The fate of a nation is less obviously at stake in the current dust-up. At issue are the qualifications of Djibril Bodian, this year’s holder of the Best Baguette of Paris prize. Bodian is from Senegal. He arrived in France with his parents when he was six.
Some Parisians are questioning whether Bodian is French enough to win such an award because he wasn’t actually born in France. Sound familiar? Unfortunately, America is not the only country where the legitimacy of a foreign-born citizen is challenged
On the positive side, the debate has drawn more attention to this annual contest. La Prix de la Baguette is a city-wide competition that began in 1991, the same year the French Bread Law was passed. (I’m not making this up.) This legislation was a response to a wide-spread decline in the quality of bread throughout France. In the 1970’s and 80’s bakers had begun selling commercially-made loaves that arrived at their bakery as either refrigerated or frozen dough. The law created a new class, the artisan baker, who made their bread entirely on premise. A sign to this effect, hung outside the bakery door, soon became a label of quality inside.

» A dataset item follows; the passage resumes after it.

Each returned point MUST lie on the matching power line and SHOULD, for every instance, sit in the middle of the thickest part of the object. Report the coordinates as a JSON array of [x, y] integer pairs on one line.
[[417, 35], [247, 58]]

This year's contest drew 163 contestants, each of whom presented several samples of their pain traditionel. After carefully measuring and weighing each loaf – the French are sticklers for details like this - no less than 15 judges, some previous prize winners, went to work evaluating the baking, aroma, crumb and taste of every baguette. It took them four hours to reach a verdict.
And the prize is what? The publicity, of course, and the privilege of supplying the Elysee Palace (the French White House) with its daily bread for a year. The citizens of Montmartre are winners too. Djibril Bodian has two bakeries in this quarter and one of them is just around the corner from our apartment. I’m going to miss this daily baguette when I return home. Cake just doesn’t measure up.